26th Sunday Ordinary Time

Fr. Mark Gatto

Preached: September 29, 2024

Has anyone ever been a stumbling block to your faith?  We hear Jesus warn that anyone who is a stumbling block to one of these little ones who believe in me,…  it would be better if a great millstone was hung around your neck and you were thrown into the sea.  When I hear this it is a little disturbing for me as a priest.  Our very position as a priest makes it very possible to be a stumbling block to someone’s faith.

As I look at my own life and who may have been a stumbling block to my faith, it was not atheists or people of other religions or other Christians.  I have friends among many of these groups and often they have been an encouragement to my faith.  The greatest stumbling block to my faith have been fellow Catholics who lack joy in their faith, who are harsh and rigid towards others.

Years ago when I was Vocation Director in our Diocese, I attended a conference for Vocation Directors and one of the speakers was a priest from the States who was also a Clinical Psychologist.  I remember well his one talk about Fiduciary Trust.  It is the trust that people in positions of authority have over the people they are supposed to serve.  There is a faith or a trust that people have in this person of authority and their responsibility to care for them in a good way.

Priests are in a position of fiduciary trust, so are doctors, police officers, teachers, and so on, they are all people in a position of service which gives them some authority over others.  People place their trust in them.  The basic thing of Fiduciary Trust is simply “Do no harm.”  Parents are also in a position of fiduciary trust with their children.  First responsibility of a parent with their children is simply to do no harm.

I would say that also we who are Christians are in a position of fiduciary trust in sharing our faith.  Do no harm.  We Christians need to watch that we do not become stumbling blocks to the faith of others in the way we live and share our faith.

I recently saw a quote where someone said, “At the end of days I’d rather be accountable for who I included than who I excluded.”  In the gospel we just heard, the disciples want to exclude some group who are casting out demons in Jesus’ name, but who are not part of their group.  Jesus instructs them not to exclude them.  We human beings so often want to exclude certain people, those who think or act differently than us, or people who are not part of our group.  But, if someone is bringing goodness, love, truth into our world then we include them, not exclude.

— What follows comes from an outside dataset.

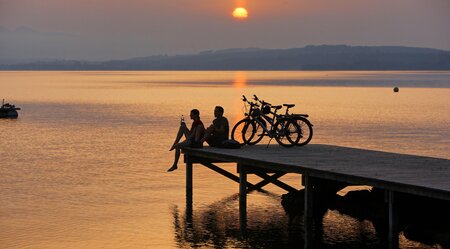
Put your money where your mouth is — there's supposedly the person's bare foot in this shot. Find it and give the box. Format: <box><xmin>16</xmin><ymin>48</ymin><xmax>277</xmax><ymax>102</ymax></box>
<box><xmin>167</xmin><ymin>165</ymin><xmax>178</xmax><ymax>172</ymax></box>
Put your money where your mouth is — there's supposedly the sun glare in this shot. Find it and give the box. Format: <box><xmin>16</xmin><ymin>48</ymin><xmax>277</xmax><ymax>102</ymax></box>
<box><xmin>233</xmin><ymin>8</ymin><xmax>248</xmax><ymax>19</ymax></box>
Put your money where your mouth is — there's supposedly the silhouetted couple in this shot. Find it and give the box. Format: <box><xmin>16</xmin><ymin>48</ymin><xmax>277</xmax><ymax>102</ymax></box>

My father only gave me one piece of advice when I was a seminarian on the way to becoming a priest, “be kind to the people.”  We never discussed that, but I wondered after if he had told me that because he had been hurt by some priest during his life.

Aldous Huxley once said.  “It is a little embarrassing after 45 years of research and study, that the best advice that I can give to people is to be a little kinder to each other.”

We Christians can do much harm when we live our faith and proclaim the gospel in a way that lacks kindness.  I see on-line and in life, some Christians who are so ready to exclude others, so ready to condemn others.

Christians can be so ready to quote Scripture to attack certain people or groups.  Often today it is LGBQ people.  Yet, the same people using Scripture to condemn such groups, how often do you hear them using Scripture to criticize the rich?  Yet, listen to what is said in the Letter of James in our second reading today.  “Come now, you rich people, weep and wail for the miseries that are coming to you.”  “Your gold and silver are rusted, and their rust will be evidence against you.”  When is the last time you heard a Christian criticize the rich using such passages, which are very common in the Bible?

Each of us Christians need to examine our conscience honestly, starting with myself as a priest, are we a stumbling block to the faith of others?  Be sure that we include more than exclude.  That we do not use Scripture to condemn certain vulnerable groups and ignore Scripture when it challenges me.  Do no harm.  The most basic suggestion to insure that you will not be a stumbling block to the faith of others.   Be kind!